Unlike nearly all of our other Pico-ITX cases, the Anker PC has no front panel I/O connections, having relegated them all to the back of the unit. It sports a 12V DC-in power jack, VGA, Ethernet, a wireless antenna mounting hole, audio line-in, line-out, and mic-in, and a trio of USB connectors.
“Wait, what?” you ask. “After all, the Pico-ITX boards support four USB ports… why does this case only let me use three of them?” Well, in fact, the Anker PC does use all four ports; and it’s that missing fourth port that is perhaps one of the most interesting features of the case. That all-important fourth port is not actually missing, but has instead been turned into an internal 5-pin connector that is designed for use with internal wireless USB modules, such as the one we sell here.

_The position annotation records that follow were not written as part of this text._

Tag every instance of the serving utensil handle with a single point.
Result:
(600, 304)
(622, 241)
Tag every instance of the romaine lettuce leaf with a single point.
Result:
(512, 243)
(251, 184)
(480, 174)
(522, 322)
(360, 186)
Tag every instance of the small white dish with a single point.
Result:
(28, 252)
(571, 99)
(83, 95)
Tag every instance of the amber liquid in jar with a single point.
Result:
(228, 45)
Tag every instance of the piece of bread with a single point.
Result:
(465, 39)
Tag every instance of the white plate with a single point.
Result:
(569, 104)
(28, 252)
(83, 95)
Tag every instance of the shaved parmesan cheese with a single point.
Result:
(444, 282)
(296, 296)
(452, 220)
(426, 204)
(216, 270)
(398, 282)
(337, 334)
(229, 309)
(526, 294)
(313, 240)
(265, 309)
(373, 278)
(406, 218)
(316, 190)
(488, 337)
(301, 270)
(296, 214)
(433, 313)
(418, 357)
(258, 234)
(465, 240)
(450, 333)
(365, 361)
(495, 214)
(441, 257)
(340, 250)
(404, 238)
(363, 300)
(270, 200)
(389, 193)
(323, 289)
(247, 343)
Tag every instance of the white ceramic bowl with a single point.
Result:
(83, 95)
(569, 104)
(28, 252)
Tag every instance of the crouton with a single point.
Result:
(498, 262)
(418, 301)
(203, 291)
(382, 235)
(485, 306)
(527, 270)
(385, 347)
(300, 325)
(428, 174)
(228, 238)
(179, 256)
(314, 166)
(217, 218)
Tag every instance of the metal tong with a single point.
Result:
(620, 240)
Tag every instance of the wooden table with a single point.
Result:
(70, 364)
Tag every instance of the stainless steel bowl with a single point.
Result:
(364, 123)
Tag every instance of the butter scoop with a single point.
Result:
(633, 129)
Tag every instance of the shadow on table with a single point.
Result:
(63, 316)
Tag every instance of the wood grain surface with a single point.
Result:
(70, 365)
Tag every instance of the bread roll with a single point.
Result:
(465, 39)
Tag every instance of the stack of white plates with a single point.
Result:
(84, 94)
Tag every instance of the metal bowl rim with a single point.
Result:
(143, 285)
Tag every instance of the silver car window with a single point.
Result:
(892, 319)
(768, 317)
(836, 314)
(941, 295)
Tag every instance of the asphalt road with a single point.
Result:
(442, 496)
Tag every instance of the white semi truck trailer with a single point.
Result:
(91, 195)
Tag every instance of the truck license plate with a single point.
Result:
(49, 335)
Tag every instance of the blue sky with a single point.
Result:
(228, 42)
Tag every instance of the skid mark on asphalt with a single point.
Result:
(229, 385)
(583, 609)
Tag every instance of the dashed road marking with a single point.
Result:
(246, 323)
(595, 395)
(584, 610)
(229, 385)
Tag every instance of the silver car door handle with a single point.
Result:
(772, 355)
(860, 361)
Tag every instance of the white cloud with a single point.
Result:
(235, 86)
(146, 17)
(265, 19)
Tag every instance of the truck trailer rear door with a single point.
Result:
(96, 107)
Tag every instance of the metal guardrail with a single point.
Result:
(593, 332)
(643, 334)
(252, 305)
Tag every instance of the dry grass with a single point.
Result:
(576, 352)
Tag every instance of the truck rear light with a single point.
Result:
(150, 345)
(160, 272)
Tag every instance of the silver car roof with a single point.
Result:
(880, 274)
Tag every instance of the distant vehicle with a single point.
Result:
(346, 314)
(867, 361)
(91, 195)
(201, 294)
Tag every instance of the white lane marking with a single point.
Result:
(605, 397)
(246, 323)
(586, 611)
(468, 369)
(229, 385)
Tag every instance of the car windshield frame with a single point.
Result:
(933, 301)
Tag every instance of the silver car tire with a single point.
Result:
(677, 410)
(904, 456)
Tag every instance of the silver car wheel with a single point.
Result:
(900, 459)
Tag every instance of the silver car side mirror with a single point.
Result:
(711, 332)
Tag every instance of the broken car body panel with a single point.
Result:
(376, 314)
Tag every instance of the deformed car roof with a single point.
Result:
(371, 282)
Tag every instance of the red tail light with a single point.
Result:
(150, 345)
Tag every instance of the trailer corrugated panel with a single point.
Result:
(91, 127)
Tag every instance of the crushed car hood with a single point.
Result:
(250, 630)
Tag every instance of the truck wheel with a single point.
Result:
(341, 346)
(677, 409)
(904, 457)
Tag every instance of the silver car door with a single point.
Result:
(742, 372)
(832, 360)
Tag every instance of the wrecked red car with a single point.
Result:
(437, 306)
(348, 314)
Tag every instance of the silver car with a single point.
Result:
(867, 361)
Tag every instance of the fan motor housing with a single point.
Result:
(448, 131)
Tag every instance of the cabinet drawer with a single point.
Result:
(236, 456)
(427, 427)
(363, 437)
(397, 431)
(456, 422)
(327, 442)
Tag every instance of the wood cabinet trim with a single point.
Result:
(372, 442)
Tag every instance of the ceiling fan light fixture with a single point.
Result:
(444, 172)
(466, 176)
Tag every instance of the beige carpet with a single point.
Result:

These tiny USB modules have been traditionally very difficult to install in Pico-ITX cases. The USB pin header adapters we carry for use with the USB modules do not fit on the headers in the PX series of boards, especially alongside the large block connectors most Pico-ITX cases use for their external USB connections. The Anker PC addresses this concern with its special internal 5-pin connector. Not only does it have the appropriate USB connection built in, it also sports a pair of mounting holes on its hard drive bracket designed specifically to fit the USB wireless module without any modifications. It even includes the screws!
This makes the Anker PC excellent as a durable and discreet Internet-oriented PC. It is truly unique among our product range in terms of its size and wireless capability. Its stylish looks and discreet appearance make for an excellent high-end Internet-capable device for surfing and e-mail, while its sturdiness and simplicity let you toss it into a suitcase or backpack without worry. Having such a small wireless system also opens up all kinds of possibilities for remotely controlled applications or dynamically-updated digital signage.
Additionally, the Anker PC supports SATA 2.5” hard drives, and the power and data cables included with the case are just the right length to reach all of the connectors without being too bulky or too long. Since SATA is the new standard for data storage, this makes the case much more receptive to upgrades than many of the other Pico-ITX designs that rely on IDE drives. It also makes cable management clean and simple.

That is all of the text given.